Pourquoi est-il bon de laisser son cerveau au repos et vagabonder ?

Que nous soyons occupés à une tâche ou en train de rêvasser ou lorsque nous ne pensons à rien de particulier, notre cerveau ne s’arrête jamais mais varie les “plaisirs”.

L’état dont il est question ici est l’état dans lequel un individu est éveillé et alerte mais ne participe pas activement à une tâche attentionnelle ou à une tâche orientée vers un but spécifique. Typiquement, lorsque nous voyageons et regardons par la fenêtre, lorsque nous sommes assis immobile devant un paysage ou lorsque nous attendons quelque part sans rien pouvoir faire. Bref, lorsque nous sommes “dans la lune” et que notre esprit vagabonde.

Les travaux d’imagerie cérébrale ont révélé un groupe de régions systématiquement associé au repos et baptisé “réseau par défaut” (RD). Il est important de souligner que ce “réseau par défaut” n’est pas le seul à montrer une activité fonctionnelle organisée dans l’état de repos. En réalité, les analyses de connectivité fonctionnelle des données d’IRMf obtenues au repos ont révélé l’existence de plusieurs réseaux de régions synchronisées, tels que le réseau visuel, le réseau sensorimoteur, le réseau attentionnel dorsal, le réseau de saillance, le réseau auditif, le réseau de contrôle frontopariétal…

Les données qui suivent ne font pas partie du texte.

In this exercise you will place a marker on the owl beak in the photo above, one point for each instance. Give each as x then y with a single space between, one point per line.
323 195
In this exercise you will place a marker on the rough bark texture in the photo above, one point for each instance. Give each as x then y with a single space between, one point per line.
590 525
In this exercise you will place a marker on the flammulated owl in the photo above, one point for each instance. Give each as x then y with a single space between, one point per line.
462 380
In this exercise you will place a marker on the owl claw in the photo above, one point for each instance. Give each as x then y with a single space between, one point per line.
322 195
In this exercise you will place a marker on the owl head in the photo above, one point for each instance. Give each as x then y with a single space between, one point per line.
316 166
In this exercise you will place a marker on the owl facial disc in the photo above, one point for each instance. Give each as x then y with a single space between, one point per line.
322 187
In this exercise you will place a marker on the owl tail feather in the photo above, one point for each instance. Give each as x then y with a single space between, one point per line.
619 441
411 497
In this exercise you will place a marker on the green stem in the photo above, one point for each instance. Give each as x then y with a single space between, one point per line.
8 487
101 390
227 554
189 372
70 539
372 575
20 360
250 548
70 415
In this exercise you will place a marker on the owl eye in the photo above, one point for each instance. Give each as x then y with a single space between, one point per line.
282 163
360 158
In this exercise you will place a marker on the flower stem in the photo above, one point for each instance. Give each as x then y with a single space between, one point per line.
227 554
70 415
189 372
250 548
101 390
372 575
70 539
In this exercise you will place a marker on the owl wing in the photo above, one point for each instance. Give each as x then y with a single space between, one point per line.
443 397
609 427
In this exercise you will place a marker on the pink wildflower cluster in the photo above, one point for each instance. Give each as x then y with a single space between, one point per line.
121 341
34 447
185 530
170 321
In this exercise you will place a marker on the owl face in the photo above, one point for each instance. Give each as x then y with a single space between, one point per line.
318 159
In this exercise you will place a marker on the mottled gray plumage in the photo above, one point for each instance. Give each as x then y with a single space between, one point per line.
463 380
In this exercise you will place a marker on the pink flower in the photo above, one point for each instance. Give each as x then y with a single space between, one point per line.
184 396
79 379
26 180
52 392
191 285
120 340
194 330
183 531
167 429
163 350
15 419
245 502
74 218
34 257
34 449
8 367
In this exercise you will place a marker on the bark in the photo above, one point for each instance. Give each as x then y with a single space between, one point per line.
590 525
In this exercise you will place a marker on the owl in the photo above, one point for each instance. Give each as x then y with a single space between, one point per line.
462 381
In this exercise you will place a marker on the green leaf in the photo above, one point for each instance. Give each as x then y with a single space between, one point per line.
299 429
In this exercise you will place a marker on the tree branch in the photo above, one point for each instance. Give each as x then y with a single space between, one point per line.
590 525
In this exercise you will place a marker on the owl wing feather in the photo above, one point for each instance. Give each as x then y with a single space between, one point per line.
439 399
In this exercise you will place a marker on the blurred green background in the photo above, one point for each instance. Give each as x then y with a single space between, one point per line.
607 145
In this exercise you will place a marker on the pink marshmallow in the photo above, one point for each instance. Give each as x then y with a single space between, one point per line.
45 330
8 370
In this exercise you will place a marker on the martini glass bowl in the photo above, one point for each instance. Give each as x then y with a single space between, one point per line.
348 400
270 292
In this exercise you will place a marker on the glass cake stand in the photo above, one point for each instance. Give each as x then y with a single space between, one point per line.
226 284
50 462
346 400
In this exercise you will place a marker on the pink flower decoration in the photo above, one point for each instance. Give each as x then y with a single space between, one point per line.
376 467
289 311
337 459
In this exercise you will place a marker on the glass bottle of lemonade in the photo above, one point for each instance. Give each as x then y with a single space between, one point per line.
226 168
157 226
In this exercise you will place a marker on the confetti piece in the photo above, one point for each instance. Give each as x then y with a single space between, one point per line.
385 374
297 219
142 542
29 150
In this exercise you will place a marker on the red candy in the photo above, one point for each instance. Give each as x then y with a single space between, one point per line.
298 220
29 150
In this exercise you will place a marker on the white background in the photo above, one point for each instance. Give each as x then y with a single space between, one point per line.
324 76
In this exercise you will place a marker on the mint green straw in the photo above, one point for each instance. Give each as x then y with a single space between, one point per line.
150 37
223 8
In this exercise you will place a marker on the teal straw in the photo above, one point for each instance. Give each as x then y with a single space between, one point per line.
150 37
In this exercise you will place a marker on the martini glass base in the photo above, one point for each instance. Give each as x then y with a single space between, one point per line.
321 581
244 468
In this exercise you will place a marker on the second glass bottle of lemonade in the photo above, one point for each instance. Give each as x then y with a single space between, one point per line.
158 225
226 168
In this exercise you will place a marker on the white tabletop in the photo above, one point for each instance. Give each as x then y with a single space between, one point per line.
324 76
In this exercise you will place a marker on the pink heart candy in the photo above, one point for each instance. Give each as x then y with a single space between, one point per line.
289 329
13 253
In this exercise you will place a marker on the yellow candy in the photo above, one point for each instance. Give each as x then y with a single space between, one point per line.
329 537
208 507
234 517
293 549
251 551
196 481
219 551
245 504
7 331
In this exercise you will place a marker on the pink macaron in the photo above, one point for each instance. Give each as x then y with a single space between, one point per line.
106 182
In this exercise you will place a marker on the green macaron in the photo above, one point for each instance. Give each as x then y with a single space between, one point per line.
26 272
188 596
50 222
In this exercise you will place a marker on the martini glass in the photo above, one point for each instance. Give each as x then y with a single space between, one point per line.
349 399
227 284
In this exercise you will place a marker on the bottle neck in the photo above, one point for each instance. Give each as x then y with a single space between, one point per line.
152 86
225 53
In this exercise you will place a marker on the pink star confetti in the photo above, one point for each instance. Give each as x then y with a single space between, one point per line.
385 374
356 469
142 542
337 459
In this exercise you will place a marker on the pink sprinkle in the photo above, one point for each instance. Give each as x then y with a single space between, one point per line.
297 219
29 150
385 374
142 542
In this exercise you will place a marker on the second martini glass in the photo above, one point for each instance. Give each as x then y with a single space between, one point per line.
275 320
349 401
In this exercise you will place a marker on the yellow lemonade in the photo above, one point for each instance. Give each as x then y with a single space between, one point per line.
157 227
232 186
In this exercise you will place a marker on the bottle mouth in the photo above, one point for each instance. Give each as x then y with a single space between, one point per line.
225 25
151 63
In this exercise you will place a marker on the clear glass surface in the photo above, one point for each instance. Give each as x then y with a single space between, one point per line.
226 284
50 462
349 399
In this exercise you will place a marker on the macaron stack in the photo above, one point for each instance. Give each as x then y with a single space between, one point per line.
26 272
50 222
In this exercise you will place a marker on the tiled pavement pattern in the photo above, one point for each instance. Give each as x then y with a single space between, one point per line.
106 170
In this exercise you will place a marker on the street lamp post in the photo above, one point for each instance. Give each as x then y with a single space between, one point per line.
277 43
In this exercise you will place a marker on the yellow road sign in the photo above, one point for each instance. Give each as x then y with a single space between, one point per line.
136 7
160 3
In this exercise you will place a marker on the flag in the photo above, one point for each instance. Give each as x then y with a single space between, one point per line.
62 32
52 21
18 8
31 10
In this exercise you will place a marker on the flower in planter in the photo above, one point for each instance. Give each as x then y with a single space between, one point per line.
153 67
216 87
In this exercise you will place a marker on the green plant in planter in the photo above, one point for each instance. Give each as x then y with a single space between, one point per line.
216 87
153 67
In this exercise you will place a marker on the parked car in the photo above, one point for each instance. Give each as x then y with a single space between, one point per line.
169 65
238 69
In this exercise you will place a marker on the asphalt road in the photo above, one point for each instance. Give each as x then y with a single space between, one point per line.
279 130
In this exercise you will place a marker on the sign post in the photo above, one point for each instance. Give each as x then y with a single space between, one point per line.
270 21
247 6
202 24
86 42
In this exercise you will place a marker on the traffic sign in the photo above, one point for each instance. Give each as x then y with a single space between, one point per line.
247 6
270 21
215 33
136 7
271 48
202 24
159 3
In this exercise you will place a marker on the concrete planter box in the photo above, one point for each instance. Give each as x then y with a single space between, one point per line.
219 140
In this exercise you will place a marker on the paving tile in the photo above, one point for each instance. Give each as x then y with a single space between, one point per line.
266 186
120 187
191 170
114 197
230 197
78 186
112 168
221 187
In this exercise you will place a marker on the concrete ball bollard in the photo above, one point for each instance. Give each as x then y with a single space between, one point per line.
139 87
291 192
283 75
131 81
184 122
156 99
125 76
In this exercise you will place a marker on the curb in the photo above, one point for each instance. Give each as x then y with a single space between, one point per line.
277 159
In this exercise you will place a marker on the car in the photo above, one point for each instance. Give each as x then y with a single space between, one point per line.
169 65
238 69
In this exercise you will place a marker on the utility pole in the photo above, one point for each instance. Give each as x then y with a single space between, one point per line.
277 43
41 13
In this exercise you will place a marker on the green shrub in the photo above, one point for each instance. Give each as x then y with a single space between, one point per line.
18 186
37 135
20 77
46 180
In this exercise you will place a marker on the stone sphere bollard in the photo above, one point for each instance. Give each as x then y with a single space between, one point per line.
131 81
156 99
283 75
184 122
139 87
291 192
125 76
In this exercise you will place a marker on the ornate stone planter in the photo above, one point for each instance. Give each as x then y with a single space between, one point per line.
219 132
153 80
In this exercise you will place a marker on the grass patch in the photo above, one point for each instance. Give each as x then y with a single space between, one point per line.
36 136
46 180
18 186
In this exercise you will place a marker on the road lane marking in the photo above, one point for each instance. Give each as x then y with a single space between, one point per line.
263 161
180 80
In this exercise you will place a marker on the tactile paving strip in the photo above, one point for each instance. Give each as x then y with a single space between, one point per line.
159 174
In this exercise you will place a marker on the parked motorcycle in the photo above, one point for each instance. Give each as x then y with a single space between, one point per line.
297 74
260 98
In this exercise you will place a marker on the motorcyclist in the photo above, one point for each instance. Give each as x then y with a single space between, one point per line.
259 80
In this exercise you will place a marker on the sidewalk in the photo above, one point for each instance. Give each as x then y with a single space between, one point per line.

Selon le professeur Francis Eustache, qui dirige l’unité Inserm du laboratoire de neuropsychologie du CHU de Caen : ” Il existe, dans le cerveau au repos, lorsque notre activité cognitive n’est pas dirigée vers un objectif spécifique, une activité cérébrale intense et soutenue dans des régions spatialement éloignées. Ces structures sont fortement connectées sur le plan fonctionnel et forment un réseau caractérisé par la présence de fluctuations synchrones de basse fréquence”.

L’activité au repos, du réseau par défaut, présente la particularité de diminuer dès lors que le sujet réalise n’importe quelle tâche cognitive. Autrement dit, le RD se « désengage » lorsque le sujet réalise une action avec un objectif spécifique, tandis que l’activité des réseaux liés à une tâche diminue. Les activités de ces réseaux et celle du RD sont « anti corrélées », variant en sens inverse.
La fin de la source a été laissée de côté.